Children of Conflict
Since 9/11, more than a million kids have had a parent deployed. Their childhoods often go with them.
By Jessica Ramirez NEWSWEEK
Published Jun 6, 2009
From the magazine issue dated Jun 15, 2009
The Harding girls have their own name for the local Applebee's—"the bad-news place." The last two times their father was sent to Iraq, he took his young daughters there and broke it to them as gently as he knew how, over a sampler platter and soft drinks. "I just tell them, 'Here's what's going on in the world, and this is what I have to go do'," says Sgt. First Class Sean Harding. Since the Army doesn't say just when a deployment is supposed to end, he offers his best guess with a three-month margin of error: "?'If everything goes right, I'll be back sometime within these 90 days'." He says other things, too. He tells the girls that they have to help their mother take care of the house and each other, that he may not come back, and that if he doesn't, each daughter will get a last letter from him. He won't discuss the contents, but in essence the letters would give his final wishes and try to say how much he loves them. "We all started crying," says Courtney, 14. "Nobody wanted to hear that he might not come back."
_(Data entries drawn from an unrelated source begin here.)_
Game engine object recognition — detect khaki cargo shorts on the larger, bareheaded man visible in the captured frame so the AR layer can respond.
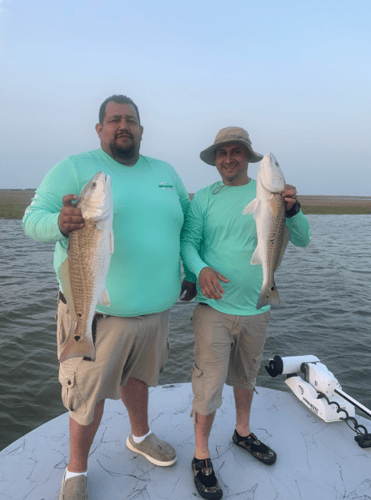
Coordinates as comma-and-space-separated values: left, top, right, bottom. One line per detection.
57, 299, 169, 425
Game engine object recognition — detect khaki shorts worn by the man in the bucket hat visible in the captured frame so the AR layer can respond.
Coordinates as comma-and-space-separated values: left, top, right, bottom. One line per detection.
192, 304, 270, 415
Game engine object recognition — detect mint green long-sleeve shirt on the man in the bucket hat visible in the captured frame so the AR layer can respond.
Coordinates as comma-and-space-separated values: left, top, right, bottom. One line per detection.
181, 179, 311, 316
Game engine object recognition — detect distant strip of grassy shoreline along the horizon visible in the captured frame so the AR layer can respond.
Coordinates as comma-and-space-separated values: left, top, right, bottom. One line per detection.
0, 189, 371, 219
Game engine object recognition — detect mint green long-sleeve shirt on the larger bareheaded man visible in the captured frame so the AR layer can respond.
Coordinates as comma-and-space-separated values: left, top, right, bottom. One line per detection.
23, 149, 194, 316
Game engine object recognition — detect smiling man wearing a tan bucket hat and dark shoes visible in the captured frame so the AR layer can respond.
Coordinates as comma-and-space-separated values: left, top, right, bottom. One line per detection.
181, 127, 310, 500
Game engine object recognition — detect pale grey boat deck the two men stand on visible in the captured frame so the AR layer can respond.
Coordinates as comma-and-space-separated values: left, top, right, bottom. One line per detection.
0, 384, 371, 500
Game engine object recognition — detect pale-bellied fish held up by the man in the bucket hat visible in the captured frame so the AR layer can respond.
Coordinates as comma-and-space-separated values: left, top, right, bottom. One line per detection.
243, 153, 290, 309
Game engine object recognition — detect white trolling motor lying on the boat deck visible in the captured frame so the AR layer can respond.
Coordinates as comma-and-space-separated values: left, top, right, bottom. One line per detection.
265, 355, 371, 448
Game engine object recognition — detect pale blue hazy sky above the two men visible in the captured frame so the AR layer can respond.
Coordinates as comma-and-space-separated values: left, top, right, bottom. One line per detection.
0, 0, 371, 196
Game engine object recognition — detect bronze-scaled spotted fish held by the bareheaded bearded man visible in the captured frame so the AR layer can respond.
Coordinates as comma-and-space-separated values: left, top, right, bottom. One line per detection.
59, 172, 113, 363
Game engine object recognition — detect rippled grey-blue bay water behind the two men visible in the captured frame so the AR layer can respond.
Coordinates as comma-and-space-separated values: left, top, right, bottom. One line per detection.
0, 215, 371, 450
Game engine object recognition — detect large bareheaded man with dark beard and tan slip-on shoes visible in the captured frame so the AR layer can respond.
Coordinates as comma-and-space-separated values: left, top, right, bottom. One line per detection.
23, 95, 195, 500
Of the troops deployed since 9/11, roughly 890,000 have been parents. Their children know firsthand the sadness and worry that the Harding girls live with every time their father is in Iraq. Repeated 12- to 15-month deployments are an ordeal not only for the troops, but also for their families. In effect, an essential piece of those kids' lives has been sent off to war, although the children themselves haven't volunteered for anything. The personal sacrifices of military kids can go unnoticed amid the grown-ups' struggles, in part because the scars they may sustain aren't necessarily the visible kind. But they are real and long-lasting, and they are not diminished by the fact that levels of violence in Iraq have dropped or that U.S. troops are no longer taking the lead on combat operations there.